Comment 11 Yanko Kaneti 2001-09-09 18:48:15 UTC
looks like something we should get right before 1.0
Comment 12 Marco Pesenti Gritti 2001-09-10 22:28:15 UTC
I moved the xpcom startup, can you check if now your patch works ?
Thanks
Comment 13 Takayuki KUSANO 2001-09-11 18:36:24 UTC
I've just checked out new CVS galeon and applied my patch and it
seems to work fine. Also I replaced more locale_to_utf8() and
utf8_to_locale() with new functions and compiled.

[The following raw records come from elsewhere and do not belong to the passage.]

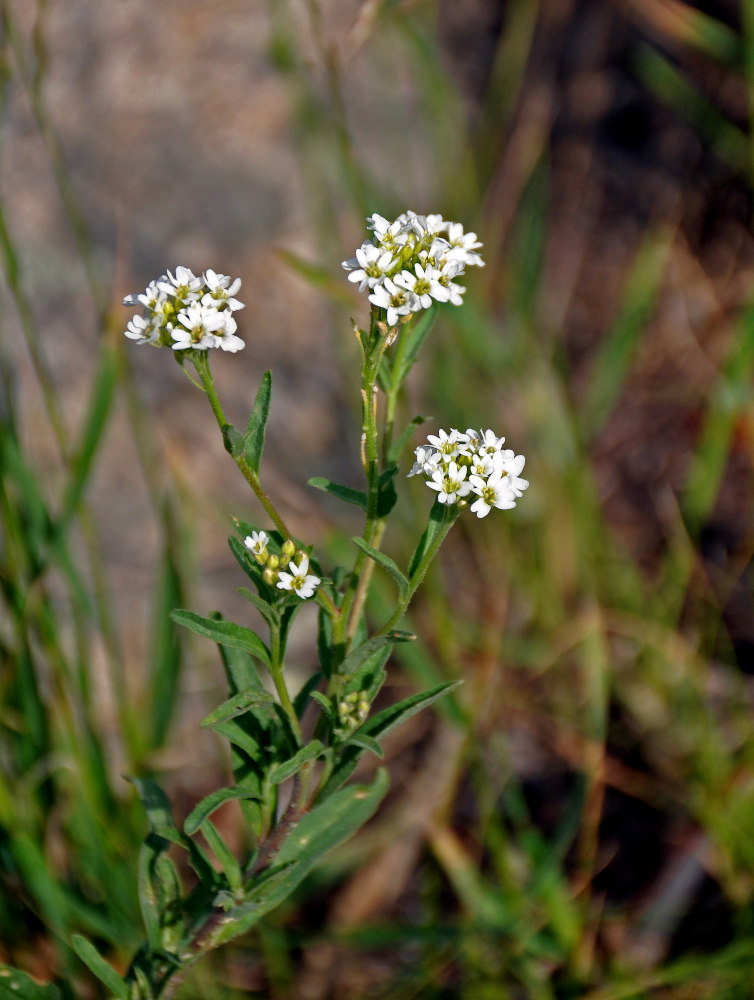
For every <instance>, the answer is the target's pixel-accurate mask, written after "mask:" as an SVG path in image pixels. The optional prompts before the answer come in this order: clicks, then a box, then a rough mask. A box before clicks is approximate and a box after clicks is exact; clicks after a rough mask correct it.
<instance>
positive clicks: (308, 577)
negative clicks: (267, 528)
mask: <svg viewBox="0 0 754 1000" xmlns="http://www.w3.org/2000/svg"><path fill="white" fill-rule="evenodd" d="M269 540H270V538H269V535H268V534H267V532H266V531H252V533H251V534H250V535H247V536H246V538H244V545H245V546H246V548H247V549H248V550H249V552H251V554H252V555H253V556H254V559H255V560H256V562H257V563H258V564H259V565H260V566H264V572H263V573H262V577H263V579H264V582H265V583H266V584H267V585H268V586H270V587H277V588H278V590H292V591H293V592H294V593H295V594H296V595H297V596H298V597H301V598H303V599H304V600H305V599H306V598H307V597H312V596H313V595H314V592H315V590H316V589H317V587H318V586H319V585H320V583H321V582H322V581H321V580H320V578H319V577H318V576H314V574H312V573H309V556H308V555H307V554H306V553H305V552H303V551H302V550H301V549H297V548H296V543H295V542H294V541H293V540H292V539H290V538H288V539H286V541H285V542H283V545H282V547H281V550H280V555H277V554H276V553H274V552H270V551H269V550H268V548H267V543H268V542H269ZM286 569H287V570H289V571H290V572H286Z"/></svg>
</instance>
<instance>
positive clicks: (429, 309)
mask: <svg viewBox="0 0 754 1000" xmlns="http://www.w3.org/2000/svg"><path fill="white" fill-rule="evenodd" d="M437 314H438V308H437V306H432V308H431V309H426V310H424V312H423V313H422V314H421V318H420V319H419V320H418V321H417V322H416V323H414V325H413V326H412V327H411V329H410V330H409V331H408V333H406V331H405V330H404V331H402V332H401V336H402V337H405V342H404V345H403V350H402V351H399V352H398V353H397V354H396V358H395V379H396V381H397V383H398V385H401V384H402V383H403V382H404V381H405V379H406V376H407V375H408V373H409V372H410V371H411V369H412V368H413V366H414V363H415V361H416V359H417V358H418V357H419V351H421V349H422V345H423V344H424V341H425V340H426V339H427V336H428V335H429V332H430V330H431V329H432V327H433V326H434V323H435V320H436V319H437Z"/></svg>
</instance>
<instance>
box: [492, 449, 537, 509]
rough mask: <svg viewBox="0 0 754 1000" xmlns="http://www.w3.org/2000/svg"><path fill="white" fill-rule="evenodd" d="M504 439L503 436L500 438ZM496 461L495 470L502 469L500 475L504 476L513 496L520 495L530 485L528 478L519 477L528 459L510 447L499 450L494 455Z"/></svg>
mask: <svg viewBox="0 0 754 1000" xmlns="http://www.w3.org/2000/svg"><path fill="white" fill-rule="evenodd" d="M500 440H501V441H502V440H504V439H503V438H501V439H500ZM492 459H493V461H494V463H495V472H497V471H498V470H499V471H500V475H501V476H504V477H505V479H506V482H507V484H508V489H509V490H510V491H511V493H512V494H513V496H517V497H520V496H521V494H522V493H523V491H524V490H525V489H527V488H528V486H529V480H528V479H521V478H520V477H519V472H521V471H522V469H523V467H524V465H525V463H526V459H525V458H524V456H523V455H516V454H514V452H513V451H512V450H511V449H510V448H506V449H505V450H504V451H499V452H497V453H496V454H495V455H493V456H492Z"/></svg>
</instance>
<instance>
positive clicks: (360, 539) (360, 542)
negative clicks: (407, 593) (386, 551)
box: [352, 536, 411, 600]
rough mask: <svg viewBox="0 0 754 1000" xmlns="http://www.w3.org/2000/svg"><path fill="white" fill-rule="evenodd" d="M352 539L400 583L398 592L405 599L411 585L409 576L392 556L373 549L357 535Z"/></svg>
mask: <svg viewBox="0 0 754 1000" xmlns="http://www.w3.org/2000/svg"><path fill="white" fill-rule="evenodd" d="M352 541H353V542H354V544H355V545H358V547H359V548H360V549H361V550H362V551H364V552H366V554H367V555H368V556H369V558H370V559H373V560H374V561H375V562H376V563H377V564H378V565H380V566H382V568H383V569H385V570H387V571H388V573H389V574H390V575H391V576H392V578H393V579H394V580H395V582H396V583H397V584H398V594H399V596H400V598H401V600H403V599H404V597H405V596H406V594H407V593H408V590H409V587H410V586H411V585H410V583H409V581H408V577H407V576H405V575H404V574H403V573H402V572H401V571H400V570H399V569H398V566H397V565H396V563H395V562H394V561H393V560H392V559H391V558H390V556H386V555H385V554H384V553H383V552H379V551H378V550H377V549H373V548H372V546H371V545H367V543H366V542H365V541H364V539H363V538H359V537H358V536H355V537H354V538H353V539H352Z"/></svg>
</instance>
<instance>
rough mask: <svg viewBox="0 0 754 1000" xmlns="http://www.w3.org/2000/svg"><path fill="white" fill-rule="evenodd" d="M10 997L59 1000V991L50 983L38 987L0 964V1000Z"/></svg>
mask: <svg viewBox="0 0 754 1000" xmlns="http://www.w3.org/2000/svg"><path fill="white" fill-rule="evenodd" d="M117 995H118V994H116V996H117ZM11 997H14V998H15V1000H60V990H59V989H58V988H57V986H53V984H52V983H49V984H48V985H46V986H40V985H39V983H35V982H34V980H33V979H32V978H31V976H27V975H26V973H25V972H21V970H20V969H14V968H12V967H11V966H10V965H2V964H0V1000H10V998H11Z"/></svg>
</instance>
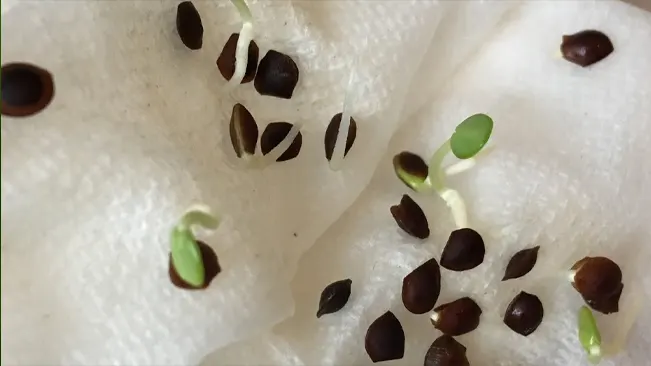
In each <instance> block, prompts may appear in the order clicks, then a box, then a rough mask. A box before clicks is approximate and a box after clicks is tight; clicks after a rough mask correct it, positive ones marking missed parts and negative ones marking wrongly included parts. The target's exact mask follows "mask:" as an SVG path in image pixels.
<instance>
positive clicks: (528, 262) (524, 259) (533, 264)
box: [502, 246, 540, 281]
mask: <svg viewBox="0 0 651 366" xmlns="http://www.w3.org/2000/svg"><path fill="white" fill-rule="evenodd" d="M539 249H540V246H536V247H533V248H529V249H523V250H521V251H519V252H517V253H515V255H513V257H511V260H510V261H509V264H508V265H507V266H506V271H505V273H504V277H503V278H502V281H506V280H510V279H512V278H520V277H522V276H524V275H526V274H527V273H529V272H530V271H531V270H532V269H533V266H535V265H536V261H537V260H538V250H539Z"/></svg>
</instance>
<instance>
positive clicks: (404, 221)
mask: <svg viewBox="0 0 651 366" xmlns="http://www.w3.org/2000/svg"><path fill="white" fill-rule="evenodd" d="M391 215H393V218H394V219H395V220H396V223H398V226H400V228H401V229H402V230H404V231H405V232H406V233H407V234H409V235H411V236H414V237H416V238H419V239H426V238H427V237H429V224H428V223H427V217H426V216H425V213H424V212H423V210H422V209H421V208H420V206H418V204H417V203H416V202H414V200H413V199H411V197H409V196H408V195H406V194H404V195H402V199H401V200H400V204H398V205H394V206H391Z"/></svg>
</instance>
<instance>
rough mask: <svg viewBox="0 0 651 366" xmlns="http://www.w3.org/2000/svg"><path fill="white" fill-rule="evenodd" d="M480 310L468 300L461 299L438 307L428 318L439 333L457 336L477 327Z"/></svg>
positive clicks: (439, 305)
mask: <svg viewBox="0 0 651 366" xmlns="http://www.w3.org/2000/svg"><path fill="white" fill-rule="evenodd" d="M480 316H481V308H480V307H479V305H477V303H476V302H475V301H474V300H473V299H471V298H469V297H462V298H460V299H458V300H454V301H452V302H449V303H447V304H443V305H439V306H437V307H436V308H435V309H434V314H432V316H431V317H430V321H431V322H432V325H434V327H435V328H436V329H438V330H440V331H441V332H443V333H445V334H447V335H451V336H458V335H462V334H466V333H468V332H471V331H473V330H475V329H476V328H477V326H479V317H480Z"/></svg>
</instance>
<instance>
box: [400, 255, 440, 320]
mask: <svg viewBox="0 0 651 366" xmlns="http://www.w3.org/2000/svg"><path fill="white" fill-rule="evenodd" d="M440 293H441V270H440V269H439V264H438V263H436V259H434V258H432V259H430V260H428V261H427V262H425V263H423V264H421V265H420V266H419V267H418V268H416V269H414V270H413V271H412V272H411V273H410V274H408V275H407V276H405V278H404V279H403V280H402V303H403V304H404V305H405V308H406V309H407V310H409V311H410V312H412V313H414V314H425V313H426V312H428V311H430V310H432V309H433V308H434V305H436V300H438V298H439V294H440Z"/></svg>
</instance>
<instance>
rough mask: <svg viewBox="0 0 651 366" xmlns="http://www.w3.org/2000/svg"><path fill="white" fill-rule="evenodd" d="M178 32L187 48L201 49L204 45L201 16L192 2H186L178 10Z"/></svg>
mask: <svg viewBox="0 0 651 366" xmlns="http://www.w3.org/2000/svg"><path fill="white" fill-rule="evenodd" d="M176 31H177V32H178V33H179V36H180V37H181V42H183V44H184V45H185V46H186V47H187V48H189V49H191V50H198V49H201V46H202V45H203V25H202V24H201V15H199V12H198V11H197V8H195V7H194V4H193V3H192V2H191V1H184V2H182V3H180V4H179V6H178V7H177V8H176Z"/></svg>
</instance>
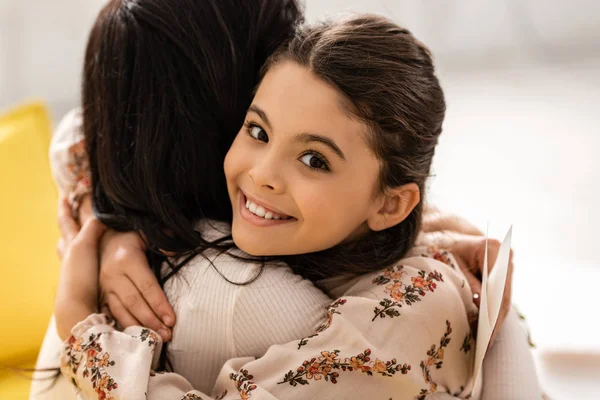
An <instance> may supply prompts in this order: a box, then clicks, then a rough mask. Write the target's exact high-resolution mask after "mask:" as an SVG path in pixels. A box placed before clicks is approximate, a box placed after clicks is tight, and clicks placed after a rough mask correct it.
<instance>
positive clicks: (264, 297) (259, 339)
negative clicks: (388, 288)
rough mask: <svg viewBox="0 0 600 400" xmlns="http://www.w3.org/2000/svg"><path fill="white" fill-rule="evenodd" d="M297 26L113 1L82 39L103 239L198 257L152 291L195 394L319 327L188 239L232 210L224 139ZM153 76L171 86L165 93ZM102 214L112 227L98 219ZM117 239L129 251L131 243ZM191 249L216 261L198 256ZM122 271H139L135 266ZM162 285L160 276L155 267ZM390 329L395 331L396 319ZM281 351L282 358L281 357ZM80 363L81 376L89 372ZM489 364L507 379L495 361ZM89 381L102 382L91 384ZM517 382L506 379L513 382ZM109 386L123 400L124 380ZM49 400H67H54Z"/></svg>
mask: <svg viewBox="0 0 600 400" xmlns="http://www.w3.org/2000/svg"><path fill="white" fill-rule="evenodd" d="M298 17H299V11H298V9H297V8H295V7H294V3H293V2H288V1H286V2H284V1H267V0H264V1H256V2H242V3H240V2H237V1H227V0H220V1H208V0H207V1H206V2H196V1H186V0H177V1H154V0H138V1H122V2H118V1H112V2H111V3H110V4H109V5H108V6H107V9H106V10H105V11H104V12H103V14H102V15H101V16H100V18H99V20H98V24H97V25H99V26H98V27H97V28H96V29H95V30H94V33H93V34H92V39H91V40H90V49H89V51H88V56H87V57H86V58H87V62H86V85H85V87H86V88H87V89H86V90H85V91H84V94H85V95H84V104H83V105H84V115H85V124H84V125H85V129H84V130H85V135H86V138H87V149H88V151H89V153H90V155H91V160H90V161H91V169H92V172H93V173H94V174H95V176H94V177H93V178H94V179H92V183H93V184H94V186H95V190H94V194H95V200H94V202H95V206H96V207H97V208H99V210H100V211H102V212H103V213H104V214H103V215H101V217H102V219H103V221H105V222H107V223H110V224H111V226H113V227H120V228H121V229H127V230H138V231H140V232H142V233H143V235H144V237H145V238H146V240H147V242H148V243H149V244H150V246H151V249H164V250H166V251H169V252H170V253H176V255H177V256H181V258H179V257H175V258H174V260H176V259H189V258H190V257H191V256H193V255H195V254H198V253H200V255H198V256H196V257H194V258H193V259H191V261H190V262H188V263H187V264H186V267H185V268H183V269H180V270H179V272H177V274H175V275H172V276H171V278H170V279H165V280H162V281H163V282H165V281H166V283H165V292H166V294H167V296H168V298H169V300H170V301H172V302H173V303H174V307H175V310H176V311H177V315H178V320H179V322H178V325H177V329H176V330H175V332H174V337H173V340H172V342H171V345H170V346H169V347H170V350H171V352H170V356H171V357H170V359H171V361H173V367H174V368H173V369H174V370H175V371H177V372H178V373H180V374H182V375H183V376H184V377H185V378H187V380H189V381H190V382H191V383H192V384H193V386H194V387H195V388H196V389H201V390H203V391H211V389H212V387H213V385H214V382H215V380H216V377H217V375H218V374H219V370H220V369H221V366H222V364H223V363H224V362H225V361H226V360H227V359H229V358H234V357H242V356H249V357H253V358H254V357H260V356H262V355H263V354H264V353H265V351H266V349H267V348H268V347H269V346H271V345H273V344H276V343H286V342H289V341H293V347H294V349H295V348H296V347H297V343H298V341H299V338H300V337H302V336H305V335H310V334H312V333H314V331H315V326H320V325H322V321H321V320H322V319H324V322H326V321H327V320H328V315H327V313H326V312H325V309H324V306H325V305H327V304H329V303H331V300H330V299H329V297H327V296H325V295H324V294H323V293H322V292H320V291H319V290H317V289H316V288H315V287H314V286H312V285H311V284H310V283H309V282H307V281H305V280H302V279H301V278H299V277H298V276H297V275H294V274H292V273H291V272H290V270H289V269H287V267H283V266H277V268H272V267H271V268H269V267H265V268H264V269H261V268H260V265H255V264H252V263H248V262H244V261H243V260H238V259H236V258H233V257H229V255H228V254H222V255H220V256H219V257H216V255H217V254H219V252H220V250H221V247H219V246H217V245H216V244H214V242H213V243H207V242H210V241H212V240H213V239H214V238H217V237H222V236H223V233H222V232H220V230H224V231H226V232H227V231H228V228H227V226H224V227H223V229H214V228H212V227H210V226H208V224H201V225H203V226H201V228H204V229H198V226H197V222H196V221H197V220H198V219H201V218H213V219H219V220H225V221H227V220H230V218H231V208H230V207H229V206H228V205H227V207H223V205H225V204H226V203H227V199H226V198H223V196H224V195H226V191H225V188H226V185H225V180H224V179H222V178H221V174H222V172H220V171H221V166H220V165H219V164H221V163H222V159H223V157H224V154H225V152H226V151H227V149H228V148H229V146H230V144H231V141H232V140H233V136H235V135H234V134H233V135H232V132H234V131H233V126H236V127H239V126H240V125H241V124H242V121H243V118H244V114H245V110H246V108H247V106H248V105H249V103H250V99H251V95H252V93H251V87H252V86H253V85H254V84H255V82H256V78H255V76H256V73H257V69H258V67H259V66H260V65H262V64H263V61H264V58H263V57H265V56H266V55H268V54H270V53H271V52H272V51H273V47H272V46H273V44H276V43H279V42H280V41H281V40H282V39H283V38H284V37H285V36H286V35H289V34H290V33H291V31H292V28H293V21H294V19H297V18H298ZM225 49H226V50H227V51H224V50H225ZM100 50H102V51H100ZM229 50H231V52H229ZM108 54H112V55H114V57H111V56H109V55H108ZM100 55H104V56H103V57H100ZM116 60H117V61H118V62H115V61H116ZM165 76H169V77H170V78H169V79H168V82H169V84H168V85H166V84H165ZM115 104H118V105H124V104H125V105H127V107H124V106H121V107H115V106H114V105H115ZM125 118H127V120H125ZM124 120H125V121H124ZM79 122H81V120H80V118H79V116H78V115H77V114H72V119H71V120H70V121H66V124H65V126H64V127H65V129H64V131H63V132H62V133H66V134H67V136H69V134H72V135H73V136H72V137H71V136H69V137H67V138H66V139H67V140H66V142H69V143H70V144H67V145H66V146H65V147H64V148H60V145H61V143H65V142H61V141H60V138H61V136H62V135H61V134H59V135H57V137H56V138H55V139H56V140H55V143H54V144H55V145H54V146H53V150H54V151H53V153H52V154H53V156H54V157H53V161H54V163H55V164H54V166H55V173H56V172H60V171H62V172H66V173H65V174H60V173H59V174H55V176H57V178H60V177H61V176H67V177H69V179H66V180H64V179H58V180H59V183H60V182H62V185H61V186H62V188H63V192H67V193H68V192H69V191H71V190H73V189H75V190H77V188H78V186H77V185H76V184H75V182H74V181H73V180H72V177H73V176H74V175H75V176H76V175H78V173H77V171H80V169H79V167H85V166H84V165H81V164H77V162H75V163H73V164H71V165H70V166H71V167H72V168H71V169H69V168H67V167H68V166H67V165H65V163H66V162H67V161H69V160H73V161H79V160H83V159H84V158H85V157H83V156H84V154H83V153H82V152H81V147H80V146H77V145H75V146H71V144H74V143H75V142H76V141H79V140H80V139H81V137H80V132H81V129H80V127H79V126H78V123H79ZM59 131H61V129H59ZM59 133H60V132H59ZM164 149H168V150H169V151H164ZM157 150H159V151H157ZM174 155H176V156H174ZM62 156H65V157H62ZM74 156H75V157H74ZM61 164H62V165H61ZM57 166H58V167H59V168H58V169H57ZM85 186H86V185H83V187H84V188H85ZM78 193H79V192H78ZM73 197H78V196H73ZM109 213H110V214H111V215H115V216H118V219H117V218H110V219H107V218H108V217H109V215H108V214H109ZM65 214H66V213H65ZM213 225H215V224H213ZM128 235H133V236H134V237H135V239H134V240H138V239H137V237H136V235H135V234H128ZM83 237H85V236H83ZM109 242H110V240H109ZM83 243H84V244H85V243H86V242H85V241H83ZM199 244H200V247H199ZM217 244H218V243H217ZM82 245H83V244H82V243H79V245H78V246H82ZM117 245H118V251H115V252H114V253H116V254H117V257H119V254H122V253H123V251H124V250H125V248H126V247H127V245H126V244H123V243H122V242H121V243H117ZM108 247H110V246H108ZM203 249H206V250H209V251H214V252H215V253H212V255H210V254H207V252H206V251H204V252H203V251H202V250H203ZM109 250H110V249H109ZM109 250H107V252H108V253H110V251H109ZM142 255H143V254H142ZM157 255H159V256H161V255H162V253H160V252H158V251H155V252H154V253H153V258H154V261H155V262H154V263H153V265H154V266H155V267H156V265H157V263H156V256H157ZM205 256H208V259H209V260H211V261H212V263H213V264H214V268H213V267H211V264H210V263H209V262H208V261H207V260H206V259H205ZM303 257H304V260H305V262H304V264H305V265H306V264H309V261H310V255H308V256H303ZM71 258H73V257H71ZM128 261H129V260H128ZM133 261H134V262H136V263H138V264H140V260H139V257H138V258H134V259H133ZM167 261H168V260H167ZM81 265H84V264H83V262H82V263H81ZM158 265H159V266H160V264H158ZM261 271H262V274H261V275H260V277H258V279H257V280H256V281H255V282H254V283H252V284H249V285H243V286H240V285H233V284H230V283H228V282H227V281H226V280H225V279H223V277H222V276H221V275H219V274H220V273H221V274H223V275H225V278H227V279H229V280H230V281H233V282H234V283H240V282H241V283H245V282H247V281H250V280H251V279H253V278H254V277H255V276H256V275H257V274H258V273H259V272H261ZM313 271H315V270H314V269H313ZM145 272H146V271H143V270H140V269H137V270H135V269H133V265H132V266H130V271H129V279H131V281H129V280H128V278H125V280H126V281H127V282H126V283H127V284H128V285H129V286H130V287H133V285H132V282H133V283H134V284H135V283H139V282H147V281H148V278H147V276H146V275H144V273H145ZM160 272H161V270H160V268H158V269H155V273H157V275H160ZM163 272H169V273H170V271H169V270H168V268H167V270H166V271H163ZM316 272H318V270H316ZM342 278H343V277H342ZM347 281H348V279H347V278H344V279H339V280H337V281H336V280H328V281H326V282H324V284H323V286H324V288H325V289H329V294H330V295H331V296H332V297H333V298H336V297H338V296H339V295H341V294H343V292H344V287H342V284H344V283H347ZM80 294H82V293H80ZM121 298H122V299H126V297H121ZM105 301H107V302H108V303H109V305H111V311H113V312H114V313H115V315H116V314H117V311H120V312H119V315H127V313H128V311H127V310H124V309H120V310H119V308H118V307H117V305H118V302H116V300H115V296H110V297H108V298H107V299H105ZM65 304H67V305H68V304H70V303H69V302H66V303H65ZM125 305H126V306H131V304H127V303H126V304H125ZM113 306H114V307H113ZM134 308H135V307H128V309H129V310H132V309H134ZM161 315H162V314H161ZM320 315H322V317H323V318H322V317H320ZM135 316H136V317H137V316H138V314H135ZM132 319H133V318H132V315H129V319H127V320H125V319H122V320H123V321H125V322H124V325H131V323H127V321H131V320H132ZM140 319H142V318H140ZM317 321H318V322H317ZM393 321H394V322H395V323H397V324H402V321H400V320H399V319H398V318H396V319H394V320H393ZM169 325H171V324H169ZM150 326H152V325H150ZM67 329H68V328H67ZM155 329H158V328H155ZM51 331H52V329H51V330H50V331H49V335H50V336H51V335H52V332H51ZM347 332H348V333H349V332H350V330H347ZM356 332H357V333H356V334H360V331H356ZM339 339H340V340H341V341H343V340H346V339H347V337H339ZM523 343H525V342H523ZM45 344H48V346H46V345H45V346H44V348H45V349H48V351H49V352H52V350H53V347H52V342H51V340H47V341H46V343H45ZM336 347H337V345H336ZM277 349H278V347H273V348H272V349H271V350H272V351H271V356H274V355H276V354H277V352H276V351H277ZM281 349H282V351H283V352H285V351H286V350H285V349H286V348H285V347H282V348H281ZM90 350H92V352H93V349H90ZM512 350H513V348H510V349H506V350H505V352H506V353H507V354H508V353H510V352H512ZM48 351H47V352H46V353H48ZM42 353H44V350H43V351H42ZM162 354H164V352H163V353H161V355H162ZM43 359H44V357H43V355H42V356H41V357H40V360H42V361H43ZM511 359H512V358H511ZM99 361H100V360H99ZM113 361H114V360H113ZM90 362H91V363H92V364H93V360H91V361H90ZM100 364H102V365H100ZM103 364H104V362H101V363H99V365H100V366H101V369H102V370H104V369H105V368H106V367H107V366H104V365H103ZM51 365H56V364H55V363H54V359H52V360H50V362H49V363H46V364H40V363H38V366H39V367H44V366H51ZM117 365H118V366H119V368H122V367H123V366H124V365H125V364H123V363H120V362H119V363H118V364H116V365H113V366H111V368H110V369H111V371H108V372H109V375H110V374H112V373H113V371H112V369H113V367H115V368H116V367H117ZM263 365H266V366H268V368H269V370H270V373H273V374H274V373H275V372H276V371H275V370H274V369H277V368H279V369H280V370H283V369H284V368H285V367H286V366H285V365H280V364H278V363H268V359H267V363H265V364H263ZM499 365H500V366H501V368H507V367H510V366H509V365H506V364H505V363H503V362H499ZM130 370H131V371H136V370H139V368H138V369H133V368H131V369H130ZM252 370H253V371H260V368H255V367H253V368H252ZM496 370H497V369H496ZM507 370H508V371H510V372H514V371H517V369H516V368H508V369H507ZM491 371H492V374H493V371H494V370H491ZM97 372H98V373H99V374H100V375H102V376H104V377H106V375H103V374H102V372H103V371H99V370H97ZM105 372H106V371H105ZM286 372H288V371H287V370H285V371H283V374H285V373H286ZM142 375H143V371H142ZM259 375H260V374H259ZM96 376H99V375H96ZM522 376H523V375H522V374H515V378H517V377H518V378H521V377H522ZM147 378H148V377H147V376H145V377H144V379H147ZM119 380H120V378H119ZM255 380H256V381H257V383H259V384H260V385H261V386H263V387H269V384H270V383H269V382H268V381H262V380H261V379H260V378H259V377H258V378H256V379H255ZM126 381H127V382H131V381H135V377H134V376H128V377H127V379H126ZM102 382H104V383H106V379H104V380H103V381H102ZM138 383H139V382H138ZM372 383H373V382H372ZM118 385H121V388H122V389H123V388H124V387H123V385H125V381H120V382H118ZM521 388H522V386H521V387H520V388H519V389H521ZM99 393H101V392H99ZM510 393H513V392H510ZM104 394H106V393H104ZM99 395H100V394H99ZM300 395H302V394H300ZM165 396H166V395H165ZM500 396H501V398H502V393H501V394H500ZM166 397H167V398H168V396H166ZM504 397H505V398H515V396H511V395H507V396H504ZM59 398H61V400H62V399H65V398H67V397H66V396H63V393H61V394H60V395H59ZM125 398H130V397H128V396H125Z"/></svg>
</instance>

This also works fine. I attach new version of this patch.
Comment 14 Takayuki KUSANO 2001-09-11 18:37:34 UTC
Created attachment 5586 [details] [review]
New version of locale <-> utf8 patch
Comment 15 Marco Pesenti Gritti 2001-09-12 19:55:06 UTC
committed, thank you a lot !
Comment 16 Ricardo Fernández Pascual 2001-09-20 18:29:03 UTC
I'm reopening this bug until we fix the problems that some people has
with bookmarks.
Comment 17 Ricardo Fernández Pascual 2001-09-20 18:30:45 UTC
*** Bug 60813 has been marked as a duplicate of this bug. ***
Comment 18 Takayuki KUSANO 2001-09-21 03:42:15 UTC
Created attachment 5647 [details] [review]
Fix bookmark search related bugs.
Comment 19 Takayuki KUSANO 2001-10-03 15:05:42 UTC
I think, boomark search related bug was fixed. So close this.